Öyle seramikleri İtalya’dan, parkeleri Finlandiya’dan falan demek istemiyorum. Evin güzelliği onlarda değil.
Beyaz kireçle de olsa boyanmış, camlarında sardunyalar, kapı ve pencereler mavi mesela. Minicik de olsa çeşit çeşit çiçeğin olduğu (hatırım için mutlaka hercai menekşe bulunmalı) bahçeleri olsun. Bahçe kapısı çalılardan olsa da biraz emek verilip düzgün yapılsın.
Bir de kedileri olmalı evlerinde ya da köpekleri. Serçeler su içsin, ağacın altındaki bakır kâseden…
Ben halkımın güzel sofralarda oturmasını da isterim. Bilmem kaç bin liralık porselen gerekmez, melamin olsun tabakları. Parça kumaştan yapılmış bir örtü gizlemeli belki de kırık dökük bir masayı. Çatal bıçak, sağ sol karışmış çok önemli değil. Ama baktığım zaman içim açılsın.
Ben halkımın güzel giyinmesini de isterim. Bulunduğu yer neresiyse oraya uygun. Giydiğim ceket pantolona uyuyor mu diye düşünsün mesela. Başörtümün rengi ne olmalı ? Çorap giyip de, terlikleri geçirip ayağına sokağa çıkmasın. Hele hele parmak arası terliklerle dolaşmasın erkeklerimiz.
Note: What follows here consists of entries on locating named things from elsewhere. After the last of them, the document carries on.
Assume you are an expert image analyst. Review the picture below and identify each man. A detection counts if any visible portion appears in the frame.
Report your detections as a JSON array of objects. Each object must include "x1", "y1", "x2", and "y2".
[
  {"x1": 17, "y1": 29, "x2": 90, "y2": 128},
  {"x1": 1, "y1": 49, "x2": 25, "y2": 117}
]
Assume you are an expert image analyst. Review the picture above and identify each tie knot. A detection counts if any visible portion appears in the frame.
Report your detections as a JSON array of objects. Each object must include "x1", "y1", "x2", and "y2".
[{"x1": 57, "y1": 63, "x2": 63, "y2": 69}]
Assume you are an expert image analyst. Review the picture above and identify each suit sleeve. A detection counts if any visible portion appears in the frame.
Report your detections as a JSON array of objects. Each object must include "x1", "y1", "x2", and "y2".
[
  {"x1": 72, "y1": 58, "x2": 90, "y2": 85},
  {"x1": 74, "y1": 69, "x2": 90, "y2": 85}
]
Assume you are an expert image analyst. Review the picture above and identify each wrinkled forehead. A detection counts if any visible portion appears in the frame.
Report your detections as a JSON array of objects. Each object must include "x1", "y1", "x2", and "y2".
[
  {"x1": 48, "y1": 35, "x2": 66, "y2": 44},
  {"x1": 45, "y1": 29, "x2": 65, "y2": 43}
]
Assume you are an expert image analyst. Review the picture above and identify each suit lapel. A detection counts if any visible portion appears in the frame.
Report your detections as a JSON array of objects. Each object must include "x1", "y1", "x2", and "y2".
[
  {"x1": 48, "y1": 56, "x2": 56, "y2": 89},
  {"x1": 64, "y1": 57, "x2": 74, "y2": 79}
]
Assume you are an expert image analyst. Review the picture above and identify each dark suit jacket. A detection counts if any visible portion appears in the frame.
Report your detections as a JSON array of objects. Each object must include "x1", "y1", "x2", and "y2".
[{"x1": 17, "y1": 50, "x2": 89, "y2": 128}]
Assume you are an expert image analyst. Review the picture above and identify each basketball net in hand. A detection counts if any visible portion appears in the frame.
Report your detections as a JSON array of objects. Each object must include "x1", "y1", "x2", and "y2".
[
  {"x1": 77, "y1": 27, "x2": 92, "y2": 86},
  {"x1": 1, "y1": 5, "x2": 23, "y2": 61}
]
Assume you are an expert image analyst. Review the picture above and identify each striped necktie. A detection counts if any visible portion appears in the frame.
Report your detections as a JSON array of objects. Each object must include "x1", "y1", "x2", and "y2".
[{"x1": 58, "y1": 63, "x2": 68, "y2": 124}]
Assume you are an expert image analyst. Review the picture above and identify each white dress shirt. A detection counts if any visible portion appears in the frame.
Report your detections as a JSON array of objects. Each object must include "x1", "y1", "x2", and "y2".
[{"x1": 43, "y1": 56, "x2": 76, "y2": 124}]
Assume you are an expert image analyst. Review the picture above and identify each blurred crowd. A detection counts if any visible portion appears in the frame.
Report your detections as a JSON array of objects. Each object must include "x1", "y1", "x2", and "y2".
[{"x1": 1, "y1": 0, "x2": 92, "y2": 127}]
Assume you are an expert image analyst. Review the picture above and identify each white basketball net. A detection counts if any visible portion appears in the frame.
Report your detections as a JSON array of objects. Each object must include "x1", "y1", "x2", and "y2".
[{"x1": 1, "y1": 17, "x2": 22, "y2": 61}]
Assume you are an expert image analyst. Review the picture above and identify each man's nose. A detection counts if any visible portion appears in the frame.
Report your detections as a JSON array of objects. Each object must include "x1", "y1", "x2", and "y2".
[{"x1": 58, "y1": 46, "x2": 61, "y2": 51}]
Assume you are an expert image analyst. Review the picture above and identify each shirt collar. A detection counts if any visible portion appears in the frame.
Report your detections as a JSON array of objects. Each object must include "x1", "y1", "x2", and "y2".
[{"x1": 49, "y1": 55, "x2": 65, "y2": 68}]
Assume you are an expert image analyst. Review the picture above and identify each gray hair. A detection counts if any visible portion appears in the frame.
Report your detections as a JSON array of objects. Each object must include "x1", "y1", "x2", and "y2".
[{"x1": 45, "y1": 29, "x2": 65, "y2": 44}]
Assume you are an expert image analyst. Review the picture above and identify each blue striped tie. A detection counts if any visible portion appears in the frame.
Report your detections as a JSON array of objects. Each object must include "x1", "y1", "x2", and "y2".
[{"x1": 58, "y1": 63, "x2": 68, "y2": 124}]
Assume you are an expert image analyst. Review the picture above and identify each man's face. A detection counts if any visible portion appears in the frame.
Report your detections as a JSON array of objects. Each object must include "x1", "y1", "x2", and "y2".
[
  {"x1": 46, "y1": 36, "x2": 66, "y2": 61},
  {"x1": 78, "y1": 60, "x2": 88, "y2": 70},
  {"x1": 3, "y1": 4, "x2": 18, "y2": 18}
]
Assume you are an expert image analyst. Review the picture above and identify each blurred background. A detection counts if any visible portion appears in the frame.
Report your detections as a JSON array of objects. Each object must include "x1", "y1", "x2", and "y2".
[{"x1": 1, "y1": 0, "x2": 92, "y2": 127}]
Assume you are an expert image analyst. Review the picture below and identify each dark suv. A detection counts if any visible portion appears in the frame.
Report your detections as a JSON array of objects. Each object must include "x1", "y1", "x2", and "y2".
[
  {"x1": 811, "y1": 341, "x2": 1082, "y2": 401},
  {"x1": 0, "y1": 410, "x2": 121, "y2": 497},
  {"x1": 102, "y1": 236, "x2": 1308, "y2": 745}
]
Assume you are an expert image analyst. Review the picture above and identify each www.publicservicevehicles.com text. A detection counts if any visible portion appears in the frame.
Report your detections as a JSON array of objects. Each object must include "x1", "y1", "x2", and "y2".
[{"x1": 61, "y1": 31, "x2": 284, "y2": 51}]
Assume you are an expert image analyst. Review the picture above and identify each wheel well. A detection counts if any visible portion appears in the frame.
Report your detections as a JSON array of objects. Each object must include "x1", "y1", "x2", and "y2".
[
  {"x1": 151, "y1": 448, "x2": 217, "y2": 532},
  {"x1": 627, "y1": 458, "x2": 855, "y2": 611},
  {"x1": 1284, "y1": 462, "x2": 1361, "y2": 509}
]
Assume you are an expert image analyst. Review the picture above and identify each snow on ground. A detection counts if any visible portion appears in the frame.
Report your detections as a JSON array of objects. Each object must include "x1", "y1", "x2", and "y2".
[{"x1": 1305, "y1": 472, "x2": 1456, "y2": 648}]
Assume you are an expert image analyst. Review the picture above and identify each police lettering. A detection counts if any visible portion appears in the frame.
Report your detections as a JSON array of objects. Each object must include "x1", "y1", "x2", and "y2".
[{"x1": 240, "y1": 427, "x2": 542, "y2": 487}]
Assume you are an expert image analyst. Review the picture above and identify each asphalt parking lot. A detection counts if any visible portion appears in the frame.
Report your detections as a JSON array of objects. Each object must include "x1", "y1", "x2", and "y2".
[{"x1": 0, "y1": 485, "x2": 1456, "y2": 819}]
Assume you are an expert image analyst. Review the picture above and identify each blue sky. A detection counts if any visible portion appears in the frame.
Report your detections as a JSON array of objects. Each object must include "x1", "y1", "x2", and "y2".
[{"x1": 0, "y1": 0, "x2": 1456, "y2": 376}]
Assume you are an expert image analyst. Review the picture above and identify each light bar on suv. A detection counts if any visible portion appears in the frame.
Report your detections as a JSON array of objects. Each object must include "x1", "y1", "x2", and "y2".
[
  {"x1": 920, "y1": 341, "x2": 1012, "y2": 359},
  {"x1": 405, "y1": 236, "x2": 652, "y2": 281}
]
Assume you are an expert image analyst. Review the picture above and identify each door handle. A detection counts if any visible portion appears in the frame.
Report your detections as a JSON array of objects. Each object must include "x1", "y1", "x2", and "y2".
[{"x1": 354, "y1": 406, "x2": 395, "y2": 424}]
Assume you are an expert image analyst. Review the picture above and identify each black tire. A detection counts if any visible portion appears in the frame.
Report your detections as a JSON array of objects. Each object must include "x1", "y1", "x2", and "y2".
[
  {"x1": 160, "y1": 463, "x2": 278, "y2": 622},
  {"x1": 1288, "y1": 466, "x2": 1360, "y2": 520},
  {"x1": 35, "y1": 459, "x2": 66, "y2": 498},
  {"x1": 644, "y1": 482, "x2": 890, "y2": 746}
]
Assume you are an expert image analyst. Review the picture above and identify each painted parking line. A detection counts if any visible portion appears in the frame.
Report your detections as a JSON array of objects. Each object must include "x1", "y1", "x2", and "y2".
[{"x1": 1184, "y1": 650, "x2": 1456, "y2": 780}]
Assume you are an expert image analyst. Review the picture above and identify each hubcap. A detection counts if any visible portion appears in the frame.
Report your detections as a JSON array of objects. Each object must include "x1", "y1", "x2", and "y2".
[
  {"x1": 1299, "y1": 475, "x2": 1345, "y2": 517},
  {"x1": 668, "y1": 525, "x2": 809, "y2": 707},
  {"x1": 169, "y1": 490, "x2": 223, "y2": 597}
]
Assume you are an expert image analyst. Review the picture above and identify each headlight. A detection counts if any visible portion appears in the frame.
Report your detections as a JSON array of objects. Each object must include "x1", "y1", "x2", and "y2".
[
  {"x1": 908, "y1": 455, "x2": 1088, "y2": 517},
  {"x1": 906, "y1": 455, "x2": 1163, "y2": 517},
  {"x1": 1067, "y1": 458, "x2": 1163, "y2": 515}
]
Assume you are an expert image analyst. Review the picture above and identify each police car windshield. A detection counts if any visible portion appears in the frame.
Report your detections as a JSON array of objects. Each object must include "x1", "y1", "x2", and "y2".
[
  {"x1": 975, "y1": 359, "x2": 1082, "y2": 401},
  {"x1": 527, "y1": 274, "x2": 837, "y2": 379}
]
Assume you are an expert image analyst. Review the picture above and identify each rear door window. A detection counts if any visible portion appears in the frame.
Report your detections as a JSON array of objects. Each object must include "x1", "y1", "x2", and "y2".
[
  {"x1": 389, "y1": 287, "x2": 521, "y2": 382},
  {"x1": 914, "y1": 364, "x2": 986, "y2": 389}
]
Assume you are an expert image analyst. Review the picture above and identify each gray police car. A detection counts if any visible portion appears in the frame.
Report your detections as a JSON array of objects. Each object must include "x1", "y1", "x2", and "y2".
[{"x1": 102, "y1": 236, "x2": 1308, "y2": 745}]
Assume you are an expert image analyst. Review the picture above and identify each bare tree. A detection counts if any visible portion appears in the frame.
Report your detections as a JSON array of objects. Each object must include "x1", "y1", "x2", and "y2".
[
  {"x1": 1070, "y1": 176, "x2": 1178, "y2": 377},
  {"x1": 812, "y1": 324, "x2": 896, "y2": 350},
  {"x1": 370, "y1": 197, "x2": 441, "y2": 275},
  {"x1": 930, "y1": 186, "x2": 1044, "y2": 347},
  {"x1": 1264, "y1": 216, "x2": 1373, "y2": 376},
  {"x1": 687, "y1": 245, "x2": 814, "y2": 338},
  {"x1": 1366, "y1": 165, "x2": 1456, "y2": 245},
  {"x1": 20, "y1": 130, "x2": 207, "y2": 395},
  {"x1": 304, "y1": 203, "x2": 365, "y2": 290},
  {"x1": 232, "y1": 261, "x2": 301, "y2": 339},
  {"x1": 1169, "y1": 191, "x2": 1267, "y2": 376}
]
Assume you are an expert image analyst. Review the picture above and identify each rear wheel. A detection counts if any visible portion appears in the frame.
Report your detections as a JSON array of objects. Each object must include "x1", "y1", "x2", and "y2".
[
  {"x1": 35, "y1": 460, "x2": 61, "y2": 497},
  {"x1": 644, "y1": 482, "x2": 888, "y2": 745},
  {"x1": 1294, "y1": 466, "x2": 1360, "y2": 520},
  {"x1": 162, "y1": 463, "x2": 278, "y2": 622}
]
Bir de babet çorap var ki, zinhar uzak dursunlar bana kalırsa.
Güzel konuşmasını isterim halkımın bir de. Lugat paralasın demiyorum. ‘’Gidiyom‘’ der bazılarımız, ama güzel konuşurlar. Öyle konuşsun en azından.
Ben halkım nerede bir güzellik görürse, uyuyorsa eğer kendisine, alsın isterim.
Okusun isterim…
Anlasın isterim…
Düşünsün isterim…
Gezsin isterim…
Görsün isterim…
Sevsin isterim…
Güzel insan olsunlar isterim…
Ben halkım için her şeyin en iyisini isterim.